Shrunk with uncertainty and defeat, the father of six relates his ordeal, which is similar to many other returnees. While some Zimbabweans are returning home voluntarily, Ndakeni was sent home without warning, and had no time to prepare for the journey.
“My boss tipped the police off just before my pay day. I have not eaten a proper meal in four days,” he says.
The returnees are offered assistance when they reach the Beitbridge Reception and Support Centre run by the International Organisation for Migration (IOM) at the border. They can receive temporary shelter, safe migration information, protection, medical assistance, and free transport to their respective homes – as well as something to eat.
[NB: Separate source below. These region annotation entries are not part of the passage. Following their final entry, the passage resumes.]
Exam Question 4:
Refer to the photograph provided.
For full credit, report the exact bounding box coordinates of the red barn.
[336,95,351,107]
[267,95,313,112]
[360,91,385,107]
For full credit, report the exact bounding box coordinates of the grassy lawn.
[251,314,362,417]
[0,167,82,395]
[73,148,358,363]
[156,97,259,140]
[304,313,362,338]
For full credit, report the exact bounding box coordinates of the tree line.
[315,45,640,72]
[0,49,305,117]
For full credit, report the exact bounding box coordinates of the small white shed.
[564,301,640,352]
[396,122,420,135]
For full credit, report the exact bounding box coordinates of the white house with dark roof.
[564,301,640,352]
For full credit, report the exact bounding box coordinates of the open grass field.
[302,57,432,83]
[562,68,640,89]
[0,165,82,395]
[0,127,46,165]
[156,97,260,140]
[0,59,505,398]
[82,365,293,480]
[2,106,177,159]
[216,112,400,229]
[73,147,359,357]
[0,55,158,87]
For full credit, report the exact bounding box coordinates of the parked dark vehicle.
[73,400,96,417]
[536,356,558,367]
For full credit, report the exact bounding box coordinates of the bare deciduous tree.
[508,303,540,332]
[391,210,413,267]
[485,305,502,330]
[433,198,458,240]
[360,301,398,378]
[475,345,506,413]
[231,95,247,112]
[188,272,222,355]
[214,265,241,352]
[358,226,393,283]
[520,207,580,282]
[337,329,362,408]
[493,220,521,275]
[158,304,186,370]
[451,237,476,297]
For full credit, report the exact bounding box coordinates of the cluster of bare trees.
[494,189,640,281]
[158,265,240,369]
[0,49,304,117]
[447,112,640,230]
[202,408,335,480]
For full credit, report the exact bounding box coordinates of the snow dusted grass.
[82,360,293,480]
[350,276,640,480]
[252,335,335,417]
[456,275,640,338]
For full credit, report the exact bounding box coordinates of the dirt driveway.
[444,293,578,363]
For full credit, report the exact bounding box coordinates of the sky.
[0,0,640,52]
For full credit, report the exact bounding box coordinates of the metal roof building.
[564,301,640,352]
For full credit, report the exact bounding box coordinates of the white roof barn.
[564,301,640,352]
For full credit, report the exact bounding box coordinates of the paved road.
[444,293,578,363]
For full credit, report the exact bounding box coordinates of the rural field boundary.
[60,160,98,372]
WFP is providing IOM with rice, pulses and vegetable oil to cook and serve hot meals for an average of 2,500 returnees every month at the Beitbridge centre.
“The food assistance they receive at the border is often the returnees’ only source of food. Most of them arrive with nothing and do not even have money to buy food along the way,” says Felix Bamezon, WFP’s Country Director in Zimbabwe.
IOM estimates that close to 1.5 million Zimbabwean migrants are living in South Africa, an unknown number of them undocumented. Only 275,000 had applied to be regularised by the October 2011 deadline. Since deportations resumed, 45,000 Zimbabwean migrants deported from South Africa have received assistance at the Beitbridge border post.
A similar programme assisting approximately 2,000 returnees is running at the Plumtree border post to assist returnees from Botswana.